Has anyone seen seen the ECRs in the PCIe base spec and ACPI that have 
been floating around the past few months? -- HPX, SFI, CER. Without 
divulging too much before publication, I'm curious on opinions on how 
well (or not well) those flows would work in general, and in linux.

> On Wed, Nov 07, 2018 at 05:42:57PM -0600, Bjorn Helgaas wrote:
> I'm having second thoughts about this.  One thing I'm uncomfortable
> with is that sprinkling pci_dev_is_disconnected() around feels ad hoc
> instead of systematic, in the sense that I don't know how we convince
> ourselves that this (and only this) is the correct place to put it. >
> Another is that the only place we call pci_dev_set_disconnected() is
> in pciehp and acpiphp, so the only "disconnected" case we catch is if
> hotplug happens to be involved.  Every MMIO read from the device is an
> opportunity to learn whether it is reachable (a read from an
> unreachable device typically returns ~0 data), but we don't do
> anything at all with those.
 >
> The config accessors already check pci_dev_is_disconnected(), so this
> patch is really aimed at MMIO accesses.  I think it would be more
> robust if we added wrappers for readl() and writel() so we could
> notice read errors and avoid future reads and writes.

I wouldn't expect anything less than  complete scrutiny and quality 
control of unquestionable moral integrity :). In theory ~0 can be a 
great indicator that something may be wrong. Though I think it's about 
as ad-hoc as pci_dev_is_disconnected().

I slightly like the idea of wrapping the MMIO accessors. There's still 
memcpy and DMA that cause the same MemRead/Wr PCIe transactions, and the 
same sort of errors in PCIe land, and it would be good to have more 
testing on this. Since this patch is tested and confirmed to fix a known 
failure case, I would keep it, and the look at fixing the problem in a 
more generic way.

BTW, a lot of the problems we're fixing here come courtesy of 
firmware-first error handling.
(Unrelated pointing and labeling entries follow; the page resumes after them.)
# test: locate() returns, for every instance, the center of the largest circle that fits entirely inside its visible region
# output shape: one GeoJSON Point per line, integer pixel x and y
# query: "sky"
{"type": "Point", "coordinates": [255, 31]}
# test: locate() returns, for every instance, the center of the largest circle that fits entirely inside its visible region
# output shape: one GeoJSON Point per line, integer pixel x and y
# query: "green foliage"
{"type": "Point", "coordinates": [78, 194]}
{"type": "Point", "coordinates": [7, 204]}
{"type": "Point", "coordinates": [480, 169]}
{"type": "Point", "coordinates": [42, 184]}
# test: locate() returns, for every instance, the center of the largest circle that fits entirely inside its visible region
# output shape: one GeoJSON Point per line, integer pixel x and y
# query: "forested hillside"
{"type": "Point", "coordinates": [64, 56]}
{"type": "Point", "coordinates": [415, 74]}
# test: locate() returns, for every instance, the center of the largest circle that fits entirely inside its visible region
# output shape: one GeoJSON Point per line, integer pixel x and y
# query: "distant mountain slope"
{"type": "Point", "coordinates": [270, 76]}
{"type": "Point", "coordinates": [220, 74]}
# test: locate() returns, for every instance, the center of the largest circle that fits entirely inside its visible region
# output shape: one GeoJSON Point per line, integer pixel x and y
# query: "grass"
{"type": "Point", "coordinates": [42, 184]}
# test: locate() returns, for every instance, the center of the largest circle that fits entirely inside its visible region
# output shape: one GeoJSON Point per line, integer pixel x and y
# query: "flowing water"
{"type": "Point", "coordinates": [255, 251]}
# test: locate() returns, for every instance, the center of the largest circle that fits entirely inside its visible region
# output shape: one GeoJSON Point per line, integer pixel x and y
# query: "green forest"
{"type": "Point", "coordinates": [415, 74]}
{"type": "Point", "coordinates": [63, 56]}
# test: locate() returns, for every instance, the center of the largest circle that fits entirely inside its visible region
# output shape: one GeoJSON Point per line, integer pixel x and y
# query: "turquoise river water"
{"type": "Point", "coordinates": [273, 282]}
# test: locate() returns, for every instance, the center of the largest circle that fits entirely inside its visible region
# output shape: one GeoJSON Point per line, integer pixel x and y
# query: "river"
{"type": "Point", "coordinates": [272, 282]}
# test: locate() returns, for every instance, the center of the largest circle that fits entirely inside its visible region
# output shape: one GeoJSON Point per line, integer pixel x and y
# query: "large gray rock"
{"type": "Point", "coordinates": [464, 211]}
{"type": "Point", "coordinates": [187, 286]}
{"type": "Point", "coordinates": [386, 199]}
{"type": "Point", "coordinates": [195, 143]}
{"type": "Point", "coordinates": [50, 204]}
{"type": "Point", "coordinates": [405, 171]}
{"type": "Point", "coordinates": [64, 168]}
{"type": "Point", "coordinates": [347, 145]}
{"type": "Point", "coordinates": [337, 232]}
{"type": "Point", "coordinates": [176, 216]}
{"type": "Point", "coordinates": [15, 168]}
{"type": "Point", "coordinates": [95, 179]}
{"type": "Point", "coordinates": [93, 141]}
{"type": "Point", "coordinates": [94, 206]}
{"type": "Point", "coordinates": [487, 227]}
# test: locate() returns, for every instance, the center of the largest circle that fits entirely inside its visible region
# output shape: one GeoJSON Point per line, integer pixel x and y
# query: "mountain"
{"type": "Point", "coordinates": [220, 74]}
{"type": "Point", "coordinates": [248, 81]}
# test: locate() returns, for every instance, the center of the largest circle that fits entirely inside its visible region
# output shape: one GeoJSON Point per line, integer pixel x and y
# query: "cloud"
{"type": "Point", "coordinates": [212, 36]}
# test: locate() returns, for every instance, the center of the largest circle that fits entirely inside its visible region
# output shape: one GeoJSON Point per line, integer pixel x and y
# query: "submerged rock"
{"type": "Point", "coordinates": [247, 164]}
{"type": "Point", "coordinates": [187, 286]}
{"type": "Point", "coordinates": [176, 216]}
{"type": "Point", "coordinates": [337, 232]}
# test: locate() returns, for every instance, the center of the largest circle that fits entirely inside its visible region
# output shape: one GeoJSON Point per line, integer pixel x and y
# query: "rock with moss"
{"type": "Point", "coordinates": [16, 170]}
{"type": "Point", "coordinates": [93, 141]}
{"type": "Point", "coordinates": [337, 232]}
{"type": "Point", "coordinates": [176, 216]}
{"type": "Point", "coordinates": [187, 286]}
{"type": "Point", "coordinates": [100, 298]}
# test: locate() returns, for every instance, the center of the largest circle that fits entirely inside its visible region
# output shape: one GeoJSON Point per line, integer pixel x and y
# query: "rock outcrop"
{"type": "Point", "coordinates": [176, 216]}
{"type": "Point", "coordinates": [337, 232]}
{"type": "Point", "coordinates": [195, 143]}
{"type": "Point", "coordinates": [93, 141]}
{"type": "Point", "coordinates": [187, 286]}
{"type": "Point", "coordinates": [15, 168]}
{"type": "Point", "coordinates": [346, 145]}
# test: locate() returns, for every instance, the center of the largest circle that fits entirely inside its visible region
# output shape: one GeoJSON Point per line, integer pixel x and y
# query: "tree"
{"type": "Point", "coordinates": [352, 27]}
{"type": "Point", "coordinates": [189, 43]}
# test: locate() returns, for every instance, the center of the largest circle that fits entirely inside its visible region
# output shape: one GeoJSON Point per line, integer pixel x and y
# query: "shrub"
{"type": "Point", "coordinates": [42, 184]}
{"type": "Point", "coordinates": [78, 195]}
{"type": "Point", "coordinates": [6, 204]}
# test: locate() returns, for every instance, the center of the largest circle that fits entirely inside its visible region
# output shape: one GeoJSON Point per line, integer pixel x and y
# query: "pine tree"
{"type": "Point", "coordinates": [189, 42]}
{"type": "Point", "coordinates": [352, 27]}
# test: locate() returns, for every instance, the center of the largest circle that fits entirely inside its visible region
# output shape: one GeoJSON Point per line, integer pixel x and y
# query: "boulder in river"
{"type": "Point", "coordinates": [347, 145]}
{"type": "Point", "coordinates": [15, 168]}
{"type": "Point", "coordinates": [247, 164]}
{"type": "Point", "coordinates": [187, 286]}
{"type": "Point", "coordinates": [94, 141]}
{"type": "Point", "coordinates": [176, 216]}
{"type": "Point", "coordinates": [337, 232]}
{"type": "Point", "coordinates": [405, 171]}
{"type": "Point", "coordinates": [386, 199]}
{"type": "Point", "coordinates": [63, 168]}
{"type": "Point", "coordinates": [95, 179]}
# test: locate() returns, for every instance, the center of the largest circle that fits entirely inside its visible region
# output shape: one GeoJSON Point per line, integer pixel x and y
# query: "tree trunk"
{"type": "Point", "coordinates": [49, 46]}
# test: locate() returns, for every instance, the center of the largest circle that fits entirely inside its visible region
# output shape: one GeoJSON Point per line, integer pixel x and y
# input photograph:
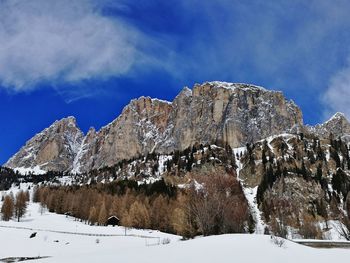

Do we reach a point where we draw a line 
in handling new problems introduced by FFS? So, if something is a 
problem with FFS, but not native handling, do we commit to supporting it?

Alex



Re: [PATCH] PCI/MSI: Don't touch MSI bits when the PCI device is disconnected

2018-09-18 Thread Alex_Gagniuc
On 9/12/2018 4:28 PM, Bjorn Helgaas wrote:
> On Mon, Jul 30, 2018 at 04:21:44PM -0500, Alexandru Gagniuc wrote:
>> When a PCI device is gone, we don't want to send IO to it if we can
>> avoid it. We expose functionality via the irq_chip structure. As
>> users of that structure may not know about the underlying PCI device,
>> it's our responsibility to guard against removed devices.
> 
> I'm pretty ambivalent about pci_dev_is_disconnected() in general, but
> I think I'll take this, given a couple minor changelog clarifications:
> 
>> irq_write_msi_msg is already guarded. pci_msi_(un)mask_irq are not.
>> Guard them for completeness.
> 
> By the irq_write_msi_msg() guard, I guess you mean this path:
> 
>pci_msi_domain_write_msg   # irq_chip.irq_write_msi_msg
>  __pci_write_msi_msg
>if (dev->current_state != PCI_D0 || pci_dev_is_disconnected(dev))
>  /* don't touch */

Yes!

> pci_msi_(un)mask_irq() may be irq_chip.irq_mask, .irq_unmask, etc
> pointers.  So these are parallel because they're all irq_chip function
> pointers, but the changelog isn't (yet) parallel because it uses the
> irq_chip pointer name for .irq_write_msi_msg but not for mask/unmask

Good catch! I'll get this corrected.


>> For example, surprise removal of a PCIe device triggers teardown. This
>> touches the irq_chips ops some point to disable the interrupts. I/O
>> generated here can crash the system on machines with buggy firmware.
>> Not triggering the IO in the first place eliminates the problem.
> 
> It doesn't eliminate the problem completely because .irq_mask() and
> .irq_unmask() may be called for reasons other than surprise removal,
> and if a surprise removal happens after the pci_dev_is_disconnected()
> check but before the readl(), we will still generate I/O to a device
> that's gone.  I'd be OK if you said it "reduces" the problem.

That sounds reasonable.

> One reason I'm ambivalent about pci_dev_is_disconnected() is that in
> cases like this, it turns a reproducible problem into a very
> hard-to-reproduce problem, which reduces the likelihood that the buggy
> firmware will be fixed.

If it manages to turn this into 99.999% territory, I'll be much happier. 
I'd love to give you an academically correct solution, but I just don't 
see how, given how firmware-first philosophy is written.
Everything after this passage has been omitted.